Shelter of Jesus the Good Shepherd for the Poor and Migrant (Albergue Jesús el Buen Pastor del Pobre y el Migrante) is a refugee shelter in Tapachula, Chiapas, Mexico for Latin American migrants.

== About ==
The migrants are injured and disabled by freight trains, frequently suffering amputation, in their attempted migration out of Latin America to the United States. The trains take the Chiapas-Mayab line, running north–south through Mexico and are called "The Death Express" or La Bestia "The Beast" by migrants. Some of the injured migrants have suffered violence at the hands of gangs who attack those who do not pay to ride The Beast, and commit other acts of violence against migrants. The shelter has been funded by private donations, and by the United States Department of State Bureau of Population, Refugees
and Migration, and Australia's Department of Foreign Affairs and Trade.

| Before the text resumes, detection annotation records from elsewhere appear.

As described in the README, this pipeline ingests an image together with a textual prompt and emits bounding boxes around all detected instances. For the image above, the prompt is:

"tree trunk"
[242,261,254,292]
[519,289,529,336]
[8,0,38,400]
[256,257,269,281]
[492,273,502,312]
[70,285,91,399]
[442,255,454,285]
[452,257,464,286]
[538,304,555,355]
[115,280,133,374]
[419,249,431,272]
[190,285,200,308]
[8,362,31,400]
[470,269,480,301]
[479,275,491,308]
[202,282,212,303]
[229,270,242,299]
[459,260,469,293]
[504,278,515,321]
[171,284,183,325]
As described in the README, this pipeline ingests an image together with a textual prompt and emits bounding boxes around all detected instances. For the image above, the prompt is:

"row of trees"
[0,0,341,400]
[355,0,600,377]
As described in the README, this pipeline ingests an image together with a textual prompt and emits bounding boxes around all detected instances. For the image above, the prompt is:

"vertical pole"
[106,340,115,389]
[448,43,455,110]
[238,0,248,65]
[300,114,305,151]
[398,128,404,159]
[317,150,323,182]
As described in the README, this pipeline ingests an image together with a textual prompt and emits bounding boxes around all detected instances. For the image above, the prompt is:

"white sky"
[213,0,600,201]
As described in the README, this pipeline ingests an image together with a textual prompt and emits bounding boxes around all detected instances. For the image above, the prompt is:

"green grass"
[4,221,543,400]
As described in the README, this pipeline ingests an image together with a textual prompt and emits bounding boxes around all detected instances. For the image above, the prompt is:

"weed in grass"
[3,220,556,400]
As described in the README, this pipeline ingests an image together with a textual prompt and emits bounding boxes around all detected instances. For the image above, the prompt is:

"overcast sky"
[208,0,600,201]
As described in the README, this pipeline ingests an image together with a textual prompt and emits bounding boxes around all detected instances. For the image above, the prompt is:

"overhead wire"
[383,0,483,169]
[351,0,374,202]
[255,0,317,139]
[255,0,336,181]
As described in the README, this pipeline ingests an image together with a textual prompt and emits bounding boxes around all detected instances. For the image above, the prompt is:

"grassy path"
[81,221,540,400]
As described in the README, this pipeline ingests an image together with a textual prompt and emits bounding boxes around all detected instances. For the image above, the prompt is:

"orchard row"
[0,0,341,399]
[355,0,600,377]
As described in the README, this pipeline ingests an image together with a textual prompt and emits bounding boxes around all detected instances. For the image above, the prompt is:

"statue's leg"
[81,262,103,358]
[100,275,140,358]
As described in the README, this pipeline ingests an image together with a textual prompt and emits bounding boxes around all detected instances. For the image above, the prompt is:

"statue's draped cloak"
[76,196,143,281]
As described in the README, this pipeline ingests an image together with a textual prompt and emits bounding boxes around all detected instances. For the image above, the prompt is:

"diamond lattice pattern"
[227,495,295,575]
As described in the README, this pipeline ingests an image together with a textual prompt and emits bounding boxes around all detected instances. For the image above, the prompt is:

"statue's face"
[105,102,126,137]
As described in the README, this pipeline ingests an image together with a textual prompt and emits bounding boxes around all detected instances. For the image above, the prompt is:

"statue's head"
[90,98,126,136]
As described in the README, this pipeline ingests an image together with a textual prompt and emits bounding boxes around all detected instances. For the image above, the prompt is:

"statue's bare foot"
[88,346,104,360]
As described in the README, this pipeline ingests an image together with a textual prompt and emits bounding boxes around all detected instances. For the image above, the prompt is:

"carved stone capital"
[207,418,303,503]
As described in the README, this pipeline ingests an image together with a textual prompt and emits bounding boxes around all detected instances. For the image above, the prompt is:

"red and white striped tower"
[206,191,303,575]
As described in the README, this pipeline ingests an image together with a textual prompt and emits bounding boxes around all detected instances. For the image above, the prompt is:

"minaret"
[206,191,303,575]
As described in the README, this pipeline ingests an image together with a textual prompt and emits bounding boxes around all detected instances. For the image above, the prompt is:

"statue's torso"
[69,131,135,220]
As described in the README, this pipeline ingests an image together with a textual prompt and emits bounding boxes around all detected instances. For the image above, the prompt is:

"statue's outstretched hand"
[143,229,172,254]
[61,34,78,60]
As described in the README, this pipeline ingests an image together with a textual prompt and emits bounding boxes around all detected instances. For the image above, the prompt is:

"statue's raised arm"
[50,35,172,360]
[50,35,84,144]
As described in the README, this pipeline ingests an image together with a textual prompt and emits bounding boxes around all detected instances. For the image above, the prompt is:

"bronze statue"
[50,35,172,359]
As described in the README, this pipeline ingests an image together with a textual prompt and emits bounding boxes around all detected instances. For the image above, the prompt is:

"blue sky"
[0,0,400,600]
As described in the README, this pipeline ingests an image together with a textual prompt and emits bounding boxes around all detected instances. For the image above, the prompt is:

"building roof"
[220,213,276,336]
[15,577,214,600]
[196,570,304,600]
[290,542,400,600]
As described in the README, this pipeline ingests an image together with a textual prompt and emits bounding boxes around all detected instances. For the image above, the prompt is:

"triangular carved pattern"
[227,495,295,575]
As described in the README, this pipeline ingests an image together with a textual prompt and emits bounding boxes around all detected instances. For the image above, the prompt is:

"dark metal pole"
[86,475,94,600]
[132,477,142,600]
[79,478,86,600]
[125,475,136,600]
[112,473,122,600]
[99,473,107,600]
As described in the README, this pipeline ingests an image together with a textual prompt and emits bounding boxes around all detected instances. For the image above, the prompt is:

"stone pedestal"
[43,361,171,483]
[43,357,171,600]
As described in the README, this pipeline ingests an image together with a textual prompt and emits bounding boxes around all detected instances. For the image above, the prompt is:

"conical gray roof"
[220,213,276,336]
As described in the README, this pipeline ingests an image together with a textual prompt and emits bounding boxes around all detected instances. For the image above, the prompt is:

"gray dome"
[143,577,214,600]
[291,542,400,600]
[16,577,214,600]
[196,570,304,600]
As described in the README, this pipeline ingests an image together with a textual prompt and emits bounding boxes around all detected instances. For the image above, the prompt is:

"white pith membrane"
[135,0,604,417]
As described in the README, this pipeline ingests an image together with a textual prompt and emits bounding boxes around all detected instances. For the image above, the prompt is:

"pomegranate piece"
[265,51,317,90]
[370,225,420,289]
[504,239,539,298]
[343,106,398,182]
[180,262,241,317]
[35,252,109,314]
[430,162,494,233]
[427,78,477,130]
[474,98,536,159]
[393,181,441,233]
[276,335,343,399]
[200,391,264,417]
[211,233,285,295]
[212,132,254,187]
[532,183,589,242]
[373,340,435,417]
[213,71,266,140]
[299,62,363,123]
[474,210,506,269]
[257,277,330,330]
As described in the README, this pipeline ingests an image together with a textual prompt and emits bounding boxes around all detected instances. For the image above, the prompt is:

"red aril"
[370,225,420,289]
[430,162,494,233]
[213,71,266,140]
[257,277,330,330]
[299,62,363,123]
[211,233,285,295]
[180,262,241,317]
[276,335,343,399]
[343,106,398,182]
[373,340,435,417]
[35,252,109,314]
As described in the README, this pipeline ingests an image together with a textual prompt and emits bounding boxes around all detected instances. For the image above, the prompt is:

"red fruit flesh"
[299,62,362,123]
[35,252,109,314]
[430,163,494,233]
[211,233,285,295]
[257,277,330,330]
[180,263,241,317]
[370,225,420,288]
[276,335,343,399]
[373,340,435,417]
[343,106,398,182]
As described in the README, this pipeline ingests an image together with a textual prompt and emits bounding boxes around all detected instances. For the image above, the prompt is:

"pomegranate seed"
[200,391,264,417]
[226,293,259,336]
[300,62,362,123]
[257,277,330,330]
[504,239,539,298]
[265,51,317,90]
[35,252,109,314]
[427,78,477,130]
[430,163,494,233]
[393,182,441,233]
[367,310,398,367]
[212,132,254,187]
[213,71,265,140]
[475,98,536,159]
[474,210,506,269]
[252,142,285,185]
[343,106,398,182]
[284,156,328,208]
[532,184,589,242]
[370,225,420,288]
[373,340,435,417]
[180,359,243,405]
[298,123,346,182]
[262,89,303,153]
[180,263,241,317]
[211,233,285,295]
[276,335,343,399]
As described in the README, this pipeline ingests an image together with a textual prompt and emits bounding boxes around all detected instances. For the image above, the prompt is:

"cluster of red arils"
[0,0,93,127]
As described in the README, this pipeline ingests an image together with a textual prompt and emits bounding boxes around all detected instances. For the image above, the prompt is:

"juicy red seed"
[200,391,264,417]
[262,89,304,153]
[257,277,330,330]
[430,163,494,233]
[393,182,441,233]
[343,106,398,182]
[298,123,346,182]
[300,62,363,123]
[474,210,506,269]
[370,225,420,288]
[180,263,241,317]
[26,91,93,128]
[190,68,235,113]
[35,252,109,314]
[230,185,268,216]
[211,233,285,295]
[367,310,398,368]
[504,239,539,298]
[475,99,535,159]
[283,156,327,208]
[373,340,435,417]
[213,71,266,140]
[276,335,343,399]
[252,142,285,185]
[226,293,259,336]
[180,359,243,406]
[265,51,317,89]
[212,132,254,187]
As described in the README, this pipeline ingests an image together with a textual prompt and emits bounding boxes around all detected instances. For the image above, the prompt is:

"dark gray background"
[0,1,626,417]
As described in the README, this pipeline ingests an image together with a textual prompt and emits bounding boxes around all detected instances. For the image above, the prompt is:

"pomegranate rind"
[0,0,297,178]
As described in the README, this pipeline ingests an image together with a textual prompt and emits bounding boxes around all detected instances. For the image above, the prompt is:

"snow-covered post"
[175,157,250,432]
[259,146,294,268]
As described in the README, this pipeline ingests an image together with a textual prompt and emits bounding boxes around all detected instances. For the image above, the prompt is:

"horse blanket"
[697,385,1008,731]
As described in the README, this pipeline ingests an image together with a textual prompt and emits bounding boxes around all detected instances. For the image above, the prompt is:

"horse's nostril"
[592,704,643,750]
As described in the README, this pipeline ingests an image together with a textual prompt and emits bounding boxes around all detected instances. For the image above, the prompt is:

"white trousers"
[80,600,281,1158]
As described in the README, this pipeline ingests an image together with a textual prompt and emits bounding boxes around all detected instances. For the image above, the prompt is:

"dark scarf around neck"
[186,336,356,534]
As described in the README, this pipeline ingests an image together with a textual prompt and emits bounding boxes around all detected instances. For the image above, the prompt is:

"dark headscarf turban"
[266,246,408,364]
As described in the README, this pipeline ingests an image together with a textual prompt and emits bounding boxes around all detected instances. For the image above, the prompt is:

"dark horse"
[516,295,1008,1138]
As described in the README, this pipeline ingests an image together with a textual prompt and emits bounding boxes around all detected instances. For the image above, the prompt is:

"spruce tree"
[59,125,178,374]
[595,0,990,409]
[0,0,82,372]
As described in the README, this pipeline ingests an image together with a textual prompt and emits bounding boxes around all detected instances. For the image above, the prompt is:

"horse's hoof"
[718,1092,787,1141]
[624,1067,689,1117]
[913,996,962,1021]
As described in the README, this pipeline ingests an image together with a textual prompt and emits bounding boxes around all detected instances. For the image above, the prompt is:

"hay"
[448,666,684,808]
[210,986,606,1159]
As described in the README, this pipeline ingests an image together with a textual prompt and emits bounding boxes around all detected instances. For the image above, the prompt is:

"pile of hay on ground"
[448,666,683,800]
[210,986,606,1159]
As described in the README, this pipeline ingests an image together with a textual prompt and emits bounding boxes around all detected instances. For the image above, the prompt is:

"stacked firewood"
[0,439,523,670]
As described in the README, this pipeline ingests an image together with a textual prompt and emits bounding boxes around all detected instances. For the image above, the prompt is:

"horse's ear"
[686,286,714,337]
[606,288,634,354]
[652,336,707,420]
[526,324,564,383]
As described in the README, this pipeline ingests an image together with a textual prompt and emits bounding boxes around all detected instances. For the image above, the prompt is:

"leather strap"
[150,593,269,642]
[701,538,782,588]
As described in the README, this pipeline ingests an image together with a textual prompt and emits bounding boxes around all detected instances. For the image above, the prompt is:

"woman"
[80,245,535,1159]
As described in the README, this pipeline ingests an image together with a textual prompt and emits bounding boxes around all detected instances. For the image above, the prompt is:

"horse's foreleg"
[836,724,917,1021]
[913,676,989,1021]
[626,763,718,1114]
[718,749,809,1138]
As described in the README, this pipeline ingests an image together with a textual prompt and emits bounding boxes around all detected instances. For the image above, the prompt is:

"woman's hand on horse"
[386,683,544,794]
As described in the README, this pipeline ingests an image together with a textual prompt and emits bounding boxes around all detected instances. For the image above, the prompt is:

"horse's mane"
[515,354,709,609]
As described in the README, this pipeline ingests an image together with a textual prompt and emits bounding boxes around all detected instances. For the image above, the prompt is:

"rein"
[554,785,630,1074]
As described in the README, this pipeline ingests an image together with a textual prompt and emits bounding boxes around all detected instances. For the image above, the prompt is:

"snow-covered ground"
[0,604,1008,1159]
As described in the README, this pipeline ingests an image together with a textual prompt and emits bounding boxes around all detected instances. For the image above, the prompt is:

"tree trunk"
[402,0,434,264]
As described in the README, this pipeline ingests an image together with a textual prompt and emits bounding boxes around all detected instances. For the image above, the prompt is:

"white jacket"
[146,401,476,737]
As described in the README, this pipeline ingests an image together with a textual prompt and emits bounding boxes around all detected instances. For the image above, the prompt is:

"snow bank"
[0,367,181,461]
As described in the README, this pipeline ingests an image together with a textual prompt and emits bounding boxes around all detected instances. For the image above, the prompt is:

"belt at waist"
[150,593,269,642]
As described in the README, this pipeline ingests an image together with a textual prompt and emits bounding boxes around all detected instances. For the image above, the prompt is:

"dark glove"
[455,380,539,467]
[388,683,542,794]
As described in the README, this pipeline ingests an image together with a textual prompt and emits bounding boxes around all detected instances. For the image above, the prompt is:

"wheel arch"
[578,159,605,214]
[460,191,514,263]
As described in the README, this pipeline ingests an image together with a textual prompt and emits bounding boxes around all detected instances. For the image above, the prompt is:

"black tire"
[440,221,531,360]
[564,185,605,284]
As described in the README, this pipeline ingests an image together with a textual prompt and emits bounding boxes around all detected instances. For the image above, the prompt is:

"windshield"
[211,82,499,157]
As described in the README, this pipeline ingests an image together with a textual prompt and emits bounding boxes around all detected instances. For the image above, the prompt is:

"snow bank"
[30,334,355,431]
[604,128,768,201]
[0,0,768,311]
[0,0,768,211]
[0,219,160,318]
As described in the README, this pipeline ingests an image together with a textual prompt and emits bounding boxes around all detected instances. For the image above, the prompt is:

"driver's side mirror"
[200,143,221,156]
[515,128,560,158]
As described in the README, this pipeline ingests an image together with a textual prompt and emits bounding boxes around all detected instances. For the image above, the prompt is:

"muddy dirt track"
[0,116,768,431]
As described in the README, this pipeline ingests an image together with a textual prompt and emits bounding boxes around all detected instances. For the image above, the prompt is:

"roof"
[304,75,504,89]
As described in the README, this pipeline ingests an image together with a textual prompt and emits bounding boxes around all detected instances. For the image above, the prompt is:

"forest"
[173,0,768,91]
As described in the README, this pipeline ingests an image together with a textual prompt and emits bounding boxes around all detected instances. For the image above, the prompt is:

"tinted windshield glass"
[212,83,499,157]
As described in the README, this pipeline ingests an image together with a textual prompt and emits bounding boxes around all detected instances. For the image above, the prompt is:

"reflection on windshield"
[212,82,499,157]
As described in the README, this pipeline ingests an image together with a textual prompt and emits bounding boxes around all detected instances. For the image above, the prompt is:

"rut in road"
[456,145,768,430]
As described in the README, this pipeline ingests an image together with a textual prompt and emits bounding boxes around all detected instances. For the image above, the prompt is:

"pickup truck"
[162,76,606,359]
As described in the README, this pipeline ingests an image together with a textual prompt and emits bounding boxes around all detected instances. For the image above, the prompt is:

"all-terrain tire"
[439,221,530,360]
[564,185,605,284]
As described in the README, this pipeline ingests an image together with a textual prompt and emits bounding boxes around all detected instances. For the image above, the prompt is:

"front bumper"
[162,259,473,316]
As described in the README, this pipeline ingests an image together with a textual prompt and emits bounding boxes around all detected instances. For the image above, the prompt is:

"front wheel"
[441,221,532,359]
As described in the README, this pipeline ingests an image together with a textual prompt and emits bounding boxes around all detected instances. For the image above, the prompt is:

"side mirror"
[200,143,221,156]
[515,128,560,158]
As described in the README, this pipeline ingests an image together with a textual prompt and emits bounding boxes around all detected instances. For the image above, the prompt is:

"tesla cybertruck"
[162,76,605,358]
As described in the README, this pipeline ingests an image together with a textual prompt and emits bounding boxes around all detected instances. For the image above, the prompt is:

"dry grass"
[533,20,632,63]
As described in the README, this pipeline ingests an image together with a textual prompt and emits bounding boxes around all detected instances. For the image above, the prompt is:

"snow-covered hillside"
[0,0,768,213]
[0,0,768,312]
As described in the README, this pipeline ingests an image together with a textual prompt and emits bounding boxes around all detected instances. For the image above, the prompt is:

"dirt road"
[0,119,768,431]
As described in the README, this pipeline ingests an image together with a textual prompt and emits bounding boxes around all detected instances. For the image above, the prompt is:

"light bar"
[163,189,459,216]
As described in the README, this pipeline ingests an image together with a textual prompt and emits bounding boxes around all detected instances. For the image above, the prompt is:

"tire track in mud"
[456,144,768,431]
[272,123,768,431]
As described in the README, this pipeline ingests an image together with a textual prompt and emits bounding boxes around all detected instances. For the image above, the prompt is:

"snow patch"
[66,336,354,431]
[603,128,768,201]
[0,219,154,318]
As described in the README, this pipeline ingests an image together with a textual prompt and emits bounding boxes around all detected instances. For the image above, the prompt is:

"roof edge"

It is one of several migrant shelters in Mexico including Acayucan Migrant Shelter, Ixtepec's Brothers Along the Way Migrant Shelter, Guadalupan Diocesan Shelter of Tierra Blanca, Reynosa's Our Lady of Guadalupe Shelter, Reynosa's Christian Way of Life Shelter, Saltillo Migrant Center, and The 72 – Shelter for Migrants.

The shelter was founded in the late 1990s by Olga Sanchez Martinez, recipient of the National Human Rights Commission of Mexico's National Human Rights Prize in 2004. She remains its director as of 2015.